Wrath is an extremely smart and fast-paced horror thriller from Shäron Moalem and Daniel Kraus. Given my enjoyment of Kraus’ past works, I was excited to see where Moalem and Kraus would collaborate to take the topic of hyperintelligent rats and the humans who created them. Daniel Kraus is no stranger to collaborations, as he has worked with the George A. Romero Foundation to complete Romero’s The Living Dead after the legendary director passed away. Kraus, who also co-authored Trollhunters and The Shape of Water with Guillermo del Toro, brings his A-game to the book’s scarier scenes and shows with this book that he can consistently write some of the best horror presently found on bookstore shelves. Shäron Moalem is not only a New York Times best-selling author in his own right, but is also an award-winning scientist and physician who has co-founded three biotechnology companies. Given the premise of hyperintelligent rats, Moalem’s science background helps ground the book as a smart page-turner. The two writers have created a great horror read, but also have the science down so solid it can be passed along to fans of the medical and techno-thriller genres.
To address an upfront trigger warning, Wrath deals with animal lab experiments. The scenes that I found the most disturbing were the experiments by EditedPets, a company which modifies animals to create the next level of interactive pets. EditedPets treats the rollout of new enhanced animals like products and not living creatures, similar to new versions of a cellular phone. As a home provider to rescue pets, I found how the book deals with the consumer mindset of pet owners and boredom of old pets when a new trending pet is released by EditedPets as a way of exploring humanity at our most desensitized. Wrath is to pets what Romero was warning us about consumerism in Dawn of the Dead, with zombies mindlessly shuffling around the mall.
Humans being desensitized is at the heart of Wrath. EditedPets is a toxic work environment, as the company is siloed and has no transparency. Tech entrepreneur Noah Goff’s work environment has employees forgetting what it means to be human, as the only life they have is being on call for him 24/7. Goff pushes the staff to meet the deadlines of a Pet Expo, and a lack of cross-communication between departments and poor work/life balance for employees leads to rats being overexposed in an experiment designed to increase their intelligence. Goff’s lack of safeguards causes one rat in particular to become incredibly intelligent. This rat, Sammy, brings about some of the best and most terrifying scenes in Wrath.

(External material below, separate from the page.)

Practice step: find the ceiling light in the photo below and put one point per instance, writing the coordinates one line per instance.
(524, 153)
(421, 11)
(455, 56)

The book is also about the evolution of skills instead of a push for profit. Wrath doesn’t just focus on Sammy as the human gene splicing makes him more intelligent and he develops more and more skills to turn New York City into a state of chaos, it also focuses on the human gatekeepers who are trying to save the city. Scientist Sienna Aguirre slowly breaks out of Noah Goff’s grasp to fall back on the life lessons she learned from her father and starts working with exterminator Prez. Prez is an old school exterminator, trained by his adoptive father, and the first to leave Goff’s employment and start to fall back on what he knows is right instead of chasing the easy profits of EditedPets. And even Dallas, a bullied grade school boy who befriends Sammy, taps into the tutelage of riding the NYC subway with his train operator mother, to save a train full of people when the rats invade.

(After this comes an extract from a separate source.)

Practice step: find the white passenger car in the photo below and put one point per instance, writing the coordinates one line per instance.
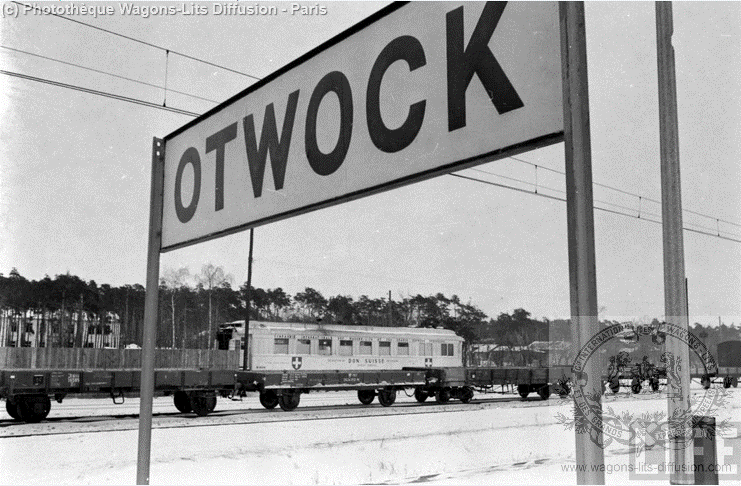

Wrath teaches us that one can gnaw their way to the top in nature or in business but can just as easily be disposed of when they no longer serve a purpose. The through line for survival in Wrath is being altruistic. The characters who put others over their own safety and don’t take the shortcuts to saving the city are doing more than helping the people in harm’s way, they are teaching Sammy what the human spirit is beyond what he knew from the scientists in the lab. As Sienna learned from her father, “genius only gets you so far. Sometimes all that works is your nose against the grindstone.” Showing up, taking care of others, and getting the job done is what it means to be human at the end of Wrath, and it turns out that even a rat can learn that lesson.